Just because my favourite tea is a flavoursome blend from Whistler-based tea-crafters called “Savasana,” doesn’t make Corpse Pose any easier. The final pose in any practice, it looks like you’re just lying on the floor, but corpse pose/savasana is deceptively difficult.
… Lying still. Reconnecting body, mind, breath. Resisting the urge to rush off to the next thing…
That might be the hardest part of the Wanderlust Festival, the yoga and music festival that moves from Stratton and Copper Mountain to Squaw Valley (July 18-21), Whistler (Aug 1-4) and Tremblant (Aug 23-25) – managing the rush, rush, rush of a jam-packed schedule of yoga classes, ‘speakeasy’ seminars, hikes, concerts, wine tastings and farm to table feasts.
Take some friendly advice from my favourite yogi, Whistler’s Julia McCabe: don’t overdo it. “Take care of your body. It’s easy to sign up for five yoga classes in a row and totally exhaust yourself. In between yoga sessions try out a meditation, a speakeasy or get outside for a hike.”
Tricky as the corpse pose, that, especially when there’s such a concentration of great teachers and classes on offer.
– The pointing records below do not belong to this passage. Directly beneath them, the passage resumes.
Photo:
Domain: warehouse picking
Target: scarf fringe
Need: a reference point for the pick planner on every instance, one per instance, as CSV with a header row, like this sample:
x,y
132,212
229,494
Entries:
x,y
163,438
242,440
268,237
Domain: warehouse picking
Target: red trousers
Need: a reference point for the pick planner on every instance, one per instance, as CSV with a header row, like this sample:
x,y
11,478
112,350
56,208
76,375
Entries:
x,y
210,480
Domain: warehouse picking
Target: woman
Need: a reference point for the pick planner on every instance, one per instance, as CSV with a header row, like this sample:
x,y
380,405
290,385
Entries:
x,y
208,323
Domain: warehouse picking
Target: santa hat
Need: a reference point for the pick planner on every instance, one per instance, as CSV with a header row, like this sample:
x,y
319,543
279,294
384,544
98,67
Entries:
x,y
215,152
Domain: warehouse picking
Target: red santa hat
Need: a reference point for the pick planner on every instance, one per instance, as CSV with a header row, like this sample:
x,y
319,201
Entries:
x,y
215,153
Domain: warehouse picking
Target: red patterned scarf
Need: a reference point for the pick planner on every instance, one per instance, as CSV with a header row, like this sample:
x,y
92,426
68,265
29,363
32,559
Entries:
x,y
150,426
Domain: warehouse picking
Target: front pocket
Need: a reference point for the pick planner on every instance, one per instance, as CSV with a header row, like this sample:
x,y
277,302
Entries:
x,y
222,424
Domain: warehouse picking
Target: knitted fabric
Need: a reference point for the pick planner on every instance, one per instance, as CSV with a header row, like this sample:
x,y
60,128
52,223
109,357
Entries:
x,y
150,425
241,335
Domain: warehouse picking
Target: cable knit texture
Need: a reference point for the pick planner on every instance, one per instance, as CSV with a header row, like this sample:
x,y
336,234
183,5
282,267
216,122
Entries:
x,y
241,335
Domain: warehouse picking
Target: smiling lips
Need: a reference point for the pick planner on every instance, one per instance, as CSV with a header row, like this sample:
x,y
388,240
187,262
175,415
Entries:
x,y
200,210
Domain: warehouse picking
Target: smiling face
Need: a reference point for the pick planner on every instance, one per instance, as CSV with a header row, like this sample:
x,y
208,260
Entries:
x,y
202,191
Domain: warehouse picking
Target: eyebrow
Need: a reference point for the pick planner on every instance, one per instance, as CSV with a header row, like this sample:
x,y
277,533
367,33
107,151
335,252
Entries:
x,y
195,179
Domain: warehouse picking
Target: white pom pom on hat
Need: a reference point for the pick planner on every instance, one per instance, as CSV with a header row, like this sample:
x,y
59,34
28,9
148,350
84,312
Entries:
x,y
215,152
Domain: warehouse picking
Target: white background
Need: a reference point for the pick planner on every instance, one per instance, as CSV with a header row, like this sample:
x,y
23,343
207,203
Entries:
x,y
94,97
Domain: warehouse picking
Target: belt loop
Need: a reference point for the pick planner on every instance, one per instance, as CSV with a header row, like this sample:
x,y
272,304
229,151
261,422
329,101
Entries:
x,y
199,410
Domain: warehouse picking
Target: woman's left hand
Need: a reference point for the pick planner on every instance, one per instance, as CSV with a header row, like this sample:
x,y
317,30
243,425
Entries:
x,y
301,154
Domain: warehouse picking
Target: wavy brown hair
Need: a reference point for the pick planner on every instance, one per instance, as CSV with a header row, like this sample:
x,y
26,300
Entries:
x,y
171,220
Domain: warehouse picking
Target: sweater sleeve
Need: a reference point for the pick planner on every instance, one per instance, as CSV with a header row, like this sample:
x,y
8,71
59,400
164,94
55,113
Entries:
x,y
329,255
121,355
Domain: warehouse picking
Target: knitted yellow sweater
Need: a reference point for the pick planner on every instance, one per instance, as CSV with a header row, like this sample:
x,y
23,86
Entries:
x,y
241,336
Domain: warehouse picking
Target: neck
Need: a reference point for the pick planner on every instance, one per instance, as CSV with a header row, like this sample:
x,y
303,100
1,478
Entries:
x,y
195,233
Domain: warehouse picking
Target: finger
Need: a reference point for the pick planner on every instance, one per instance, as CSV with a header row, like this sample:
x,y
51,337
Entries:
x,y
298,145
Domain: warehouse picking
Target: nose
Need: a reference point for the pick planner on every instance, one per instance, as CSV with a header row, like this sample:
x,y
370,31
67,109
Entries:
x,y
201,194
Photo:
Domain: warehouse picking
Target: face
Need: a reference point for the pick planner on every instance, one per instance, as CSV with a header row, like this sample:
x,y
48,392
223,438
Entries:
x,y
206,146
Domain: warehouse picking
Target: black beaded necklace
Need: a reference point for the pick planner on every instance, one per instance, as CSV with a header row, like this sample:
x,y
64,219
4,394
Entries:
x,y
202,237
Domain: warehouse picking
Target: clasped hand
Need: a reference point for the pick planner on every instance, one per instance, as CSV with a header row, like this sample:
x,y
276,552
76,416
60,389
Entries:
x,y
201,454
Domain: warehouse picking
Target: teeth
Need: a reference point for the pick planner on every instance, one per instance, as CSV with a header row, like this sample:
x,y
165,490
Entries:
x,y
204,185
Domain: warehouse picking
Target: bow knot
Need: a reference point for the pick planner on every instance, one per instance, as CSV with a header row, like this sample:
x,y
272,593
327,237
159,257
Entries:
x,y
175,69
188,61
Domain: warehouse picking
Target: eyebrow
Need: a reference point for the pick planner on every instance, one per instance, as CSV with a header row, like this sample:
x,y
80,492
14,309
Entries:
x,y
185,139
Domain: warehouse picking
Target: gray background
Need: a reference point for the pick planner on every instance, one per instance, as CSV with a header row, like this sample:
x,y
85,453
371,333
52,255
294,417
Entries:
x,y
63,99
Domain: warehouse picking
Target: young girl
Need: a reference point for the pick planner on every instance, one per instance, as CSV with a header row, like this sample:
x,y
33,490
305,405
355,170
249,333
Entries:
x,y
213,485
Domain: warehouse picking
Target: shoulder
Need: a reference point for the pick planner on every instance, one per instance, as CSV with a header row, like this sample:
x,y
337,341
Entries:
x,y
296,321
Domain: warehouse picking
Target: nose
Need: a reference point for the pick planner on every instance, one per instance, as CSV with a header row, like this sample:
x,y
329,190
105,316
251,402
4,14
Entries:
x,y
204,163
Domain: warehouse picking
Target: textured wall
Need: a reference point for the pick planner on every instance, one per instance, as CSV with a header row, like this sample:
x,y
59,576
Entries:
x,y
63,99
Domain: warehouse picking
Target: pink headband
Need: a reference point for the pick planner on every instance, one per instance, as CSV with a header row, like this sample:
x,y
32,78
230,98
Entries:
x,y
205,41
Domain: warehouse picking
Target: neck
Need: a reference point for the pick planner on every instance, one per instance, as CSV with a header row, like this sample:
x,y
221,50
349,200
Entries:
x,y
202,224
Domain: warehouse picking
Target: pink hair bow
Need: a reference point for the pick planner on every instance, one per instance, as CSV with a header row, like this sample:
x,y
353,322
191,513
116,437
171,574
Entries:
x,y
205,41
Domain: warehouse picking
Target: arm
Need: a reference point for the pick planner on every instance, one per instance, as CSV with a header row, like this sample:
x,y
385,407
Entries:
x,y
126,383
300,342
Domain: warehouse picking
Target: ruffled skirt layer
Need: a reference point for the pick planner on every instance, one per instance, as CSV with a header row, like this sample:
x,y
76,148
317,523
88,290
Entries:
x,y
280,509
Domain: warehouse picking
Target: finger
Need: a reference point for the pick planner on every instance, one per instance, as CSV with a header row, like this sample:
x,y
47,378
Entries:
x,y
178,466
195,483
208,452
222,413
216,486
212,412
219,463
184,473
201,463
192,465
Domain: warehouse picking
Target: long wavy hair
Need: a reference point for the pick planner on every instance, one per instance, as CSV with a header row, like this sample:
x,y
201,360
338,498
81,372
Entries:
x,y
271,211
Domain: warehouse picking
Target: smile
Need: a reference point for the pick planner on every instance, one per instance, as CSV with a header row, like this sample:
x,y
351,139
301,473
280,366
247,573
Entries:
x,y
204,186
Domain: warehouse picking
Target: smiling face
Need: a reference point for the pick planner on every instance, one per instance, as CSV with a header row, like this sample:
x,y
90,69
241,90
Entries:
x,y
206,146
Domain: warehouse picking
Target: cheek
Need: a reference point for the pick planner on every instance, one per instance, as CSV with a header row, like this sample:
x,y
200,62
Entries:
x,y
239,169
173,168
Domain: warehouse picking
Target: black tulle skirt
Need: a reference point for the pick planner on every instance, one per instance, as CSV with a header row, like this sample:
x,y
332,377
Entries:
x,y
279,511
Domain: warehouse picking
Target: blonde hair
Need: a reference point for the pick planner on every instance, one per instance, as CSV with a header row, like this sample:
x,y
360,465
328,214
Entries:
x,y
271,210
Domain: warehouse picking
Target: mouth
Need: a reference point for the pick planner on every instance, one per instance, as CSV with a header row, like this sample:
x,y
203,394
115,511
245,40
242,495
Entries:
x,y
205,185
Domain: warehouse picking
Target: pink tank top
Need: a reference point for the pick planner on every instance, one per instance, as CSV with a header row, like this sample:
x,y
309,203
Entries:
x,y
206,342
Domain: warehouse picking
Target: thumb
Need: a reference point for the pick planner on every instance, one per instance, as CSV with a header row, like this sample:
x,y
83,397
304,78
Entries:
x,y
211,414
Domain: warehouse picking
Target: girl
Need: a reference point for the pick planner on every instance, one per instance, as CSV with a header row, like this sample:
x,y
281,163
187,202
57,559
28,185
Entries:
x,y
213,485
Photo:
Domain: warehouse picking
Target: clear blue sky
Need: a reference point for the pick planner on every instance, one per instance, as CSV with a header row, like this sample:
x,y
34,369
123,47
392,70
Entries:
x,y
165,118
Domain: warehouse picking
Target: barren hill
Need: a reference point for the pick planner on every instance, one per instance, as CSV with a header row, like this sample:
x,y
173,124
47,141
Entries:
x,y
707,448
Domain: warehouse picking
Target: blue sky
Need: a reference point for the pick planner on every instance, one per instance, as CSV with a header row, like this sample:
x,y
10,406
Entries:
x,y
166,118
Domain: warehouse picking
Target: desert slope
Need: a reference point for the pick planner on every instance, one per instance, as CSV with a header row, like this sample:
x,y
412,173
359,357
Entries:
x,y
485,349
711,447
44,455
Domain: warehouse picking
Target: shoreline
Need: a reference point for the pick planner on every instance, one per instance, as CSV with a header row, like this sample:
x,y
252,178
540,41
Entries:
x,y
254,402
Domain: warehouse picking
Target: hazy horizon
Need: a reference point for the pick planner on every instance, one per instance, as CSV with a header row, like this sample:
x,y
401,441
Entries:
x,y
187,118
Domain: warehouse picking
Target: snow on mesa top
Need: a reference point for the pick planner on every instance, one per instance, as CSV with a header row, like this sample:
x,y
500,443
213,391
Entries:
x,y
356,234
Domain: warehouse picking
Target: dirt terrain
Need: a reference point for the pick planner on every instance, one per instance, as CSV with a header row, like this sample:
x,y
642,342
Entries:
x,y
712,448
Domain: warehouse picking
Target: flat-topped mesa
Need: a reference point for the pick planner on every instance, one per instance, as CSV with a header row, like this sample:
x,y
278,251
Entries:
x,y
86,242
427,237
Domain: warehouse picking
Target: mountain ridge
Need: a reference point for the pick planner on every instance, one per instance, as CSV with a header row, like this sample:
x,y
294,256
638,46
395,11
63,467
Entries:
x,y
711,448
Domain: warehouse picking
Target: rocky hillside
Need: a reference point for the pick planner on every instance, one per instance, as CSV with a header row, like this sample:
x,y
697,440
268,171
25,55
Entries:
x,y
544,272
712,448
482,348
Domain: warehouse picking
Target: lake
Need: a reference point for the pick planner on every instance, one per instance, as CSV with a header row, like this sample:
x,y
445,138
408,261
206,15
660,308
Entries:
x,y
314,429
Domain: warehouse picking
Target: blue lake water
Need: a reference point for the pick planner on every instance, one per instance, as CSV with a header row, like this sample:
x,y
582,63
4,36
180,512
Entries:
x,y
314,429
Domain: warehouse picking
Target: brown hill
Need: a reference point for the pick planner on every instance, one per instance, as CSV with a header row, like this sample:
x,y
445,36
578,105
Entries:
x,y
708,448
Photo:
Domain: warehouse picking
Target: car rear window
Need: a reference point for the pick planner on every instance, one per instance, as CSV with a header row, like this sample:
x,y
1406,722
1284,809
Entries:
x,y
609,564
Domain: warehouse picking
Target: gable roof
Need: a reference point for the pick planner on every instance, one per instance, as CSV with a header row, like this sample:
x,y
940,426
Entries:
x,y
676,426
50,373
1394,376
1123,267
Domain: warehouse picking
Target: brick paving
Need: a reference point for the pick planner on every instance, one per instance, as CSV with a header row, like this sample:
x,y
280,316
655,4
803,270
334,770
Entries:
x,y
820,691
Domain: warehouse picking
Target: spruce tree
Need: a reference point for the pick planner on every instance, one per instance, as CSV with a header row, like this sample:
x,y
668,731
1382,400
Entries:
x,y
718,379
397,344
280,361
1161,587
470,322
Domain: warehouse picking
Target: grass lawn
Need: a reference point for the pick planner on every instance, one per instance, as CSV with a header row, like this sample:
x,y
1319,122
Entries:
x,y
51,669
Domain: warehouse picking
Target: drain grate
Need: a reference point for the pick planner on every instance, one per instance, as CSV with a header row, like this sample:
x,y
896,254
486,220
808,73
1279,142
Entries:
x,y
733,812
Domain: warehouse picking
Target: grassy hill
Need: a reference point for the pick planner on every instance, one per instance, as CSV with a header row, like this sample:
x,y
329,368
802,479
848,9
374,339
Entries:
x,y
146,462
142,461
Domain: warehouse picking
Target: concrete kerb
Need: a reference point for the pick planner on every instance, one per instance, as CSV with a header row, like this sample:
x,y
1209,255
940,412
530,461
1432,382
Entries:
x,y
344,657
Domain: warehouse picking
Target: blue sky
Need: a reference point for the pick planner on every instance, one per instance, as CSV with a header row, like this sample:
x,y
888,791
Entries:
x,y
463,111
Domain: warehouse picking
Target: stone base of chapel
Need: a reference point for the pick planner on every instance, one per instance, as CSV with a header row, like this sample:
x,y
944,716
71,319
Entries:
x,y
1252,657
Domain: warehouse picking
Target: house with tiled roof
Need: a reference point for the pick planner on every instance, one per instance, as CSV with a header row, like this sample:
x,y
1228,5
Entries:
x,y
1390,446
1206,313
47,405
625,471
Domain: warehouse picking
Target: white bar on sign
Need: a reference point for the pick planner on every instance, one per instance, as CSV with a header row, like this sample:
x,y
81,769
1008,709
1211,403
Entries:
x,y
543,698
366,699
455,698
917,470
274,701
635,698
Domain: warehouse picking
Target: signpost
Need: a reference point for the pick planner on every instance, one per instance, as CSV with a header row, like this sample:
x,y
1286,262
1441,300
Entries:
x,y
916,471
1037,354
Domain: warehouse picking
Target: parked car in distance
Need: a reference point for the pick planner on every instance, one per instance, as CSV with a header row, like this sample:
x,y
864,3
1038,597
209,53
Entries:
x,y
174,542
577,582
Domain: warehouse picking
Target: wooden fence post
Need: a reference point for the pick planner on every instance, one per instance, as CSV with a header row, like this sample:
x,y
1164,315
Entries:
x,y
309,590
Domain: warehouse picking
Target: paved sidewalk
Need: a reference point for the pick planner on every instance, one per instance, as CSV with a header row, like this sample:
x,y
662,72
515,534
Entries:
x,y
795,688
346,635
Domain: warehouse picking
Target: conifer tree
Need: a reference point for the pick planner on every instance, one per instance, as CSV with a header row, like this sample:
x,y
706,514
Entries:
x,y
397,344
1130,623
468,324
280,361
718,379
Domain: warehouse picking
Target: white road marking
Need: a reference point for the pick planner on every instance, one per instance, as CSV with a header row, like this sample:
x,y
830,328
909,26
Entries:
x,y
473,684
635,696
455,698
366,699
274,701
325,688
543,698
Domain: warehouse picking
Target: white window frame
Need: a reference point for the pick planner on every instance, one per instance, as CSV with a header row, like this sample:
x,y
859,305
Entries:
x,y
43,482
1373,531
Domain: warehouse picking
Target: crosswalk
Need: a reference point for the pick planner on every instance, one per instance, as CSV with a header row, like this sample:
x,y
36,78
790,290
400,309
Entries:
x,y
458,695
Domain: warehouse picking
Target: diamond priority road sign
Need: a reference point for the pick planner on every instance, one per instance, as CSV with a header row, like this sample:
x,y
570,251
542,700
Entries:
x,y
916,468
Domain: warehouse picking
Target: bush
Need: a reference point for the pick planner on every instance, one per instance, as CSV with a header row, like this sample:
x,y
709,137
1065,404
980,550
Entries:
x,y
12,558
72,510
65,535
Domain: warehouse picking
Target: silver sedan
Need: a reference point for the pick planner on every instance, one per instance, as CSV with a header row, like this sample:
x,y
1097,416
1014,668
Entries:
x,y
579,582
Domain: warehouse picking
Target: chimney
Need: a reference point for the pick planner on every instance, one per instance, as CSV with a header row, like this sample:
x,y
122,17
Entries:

But Wanderlust is, ultimately, about balance.
Co-founder Sean Hoess told me last year, as I was preparing to attend the inaugural Whistler event, ‘balance’ means a lot more than just being able to stand on your head. “We’ve tried to create a place you can drop into and have a possibly transformational experience, but is also really a lot of fun, in a beautiful place. Take some amazing yoga classes. Dance all night. Have a few glasses of wine. “
Mindful partying is the combination sauce that Wanderlust is seasoned with. Oh, and lashings of music.
“Music, at its core, is about rhythm,” says the former music producer. “And yoga is about synchronizing yourself to the natural rhythms of your breath and heartbeat, so the two go together well.”
Despite the plethora of prayer beads, bandanas, yoga mats and people toting mason jars full of green smoothies who suddenly appear in amongst the full-body-armour clad mountain bikers, Wanderlust is really a grown up version of a music festival – somewhere between camping in the dust with your giant pink flamingo suit and nodding off to an endlessly long jazz riff. It’s a chance to come home feeling blissed-out and recharged from a weekend away, without the accompanying hangover.
The founder of Whistler’s first “yoga conference”, Van Clayton Powel, (now an author), remembers bringing the very first Ashtanga workshops to Vancouver and Whistler in 1995-1996, events attended by this year’s Wanderlust guest teacher Eoin Finn and lululemon founder Chip Wilson.
For Powel, there’s a synergy between wellness and mountain resorts that can be tapped into beneath the hedonism, “as long as you’re not surrounded by poor fools who insist on answering their cellphones,” he says. “Getting into nature slows us down, recharges us and puts us back in touch with our core human values. And that’s healthy.”